Credit Linked Note

Picture of Giovanni Campodall'Orto

Giovanni Campodall'Orto

1. Current situation of the market interest rate

The bond titles are debt instruments used as government entities or companies to gather capital. When an investor buys bonds, he lends money to the issuer in exchange of periodic payments of interest of interest and refund of the nominal value upon expiry. The interest rate for a bond, also known as voucher, represents the investor’s profit. This rate can be fixed, remaining unvaried for the whole duration of the bond, or variable, changing based on specific indexes or referral rates.

The bond market is influenced by different factors such as central banks politics, inflation, economic expectations and the dynamic between demand and offer. The changes within interest rates have a direct impact on existing bond prices: a rise of interest rates tends to reduce prices, while a decrease makes them rise.

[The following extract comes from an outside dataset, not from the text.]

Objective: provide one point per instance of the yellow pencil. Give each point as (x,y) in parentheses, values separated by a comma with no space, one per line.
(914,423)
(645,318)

These aspects of interest rates within bonds are fundamental when considering the Credit Linked Note, which are financial tools structured to combine a bond with a credit derivate. A CLN revenue is tied to the credit risk or a referred entity such as a company or a government. For this reason, interest rates influence the CLN both by the bond component and indirectly. as they influence the perception of credit risk. Moreover, the interest paid by a CLN is usually higher than a simple bond. 

The investors often use CLN as diversification tool, thanks to their exposition to credit risks which are different than traditional bonds. Comprehending interest rates is crucial to evaluate risk and potential CLN revenue.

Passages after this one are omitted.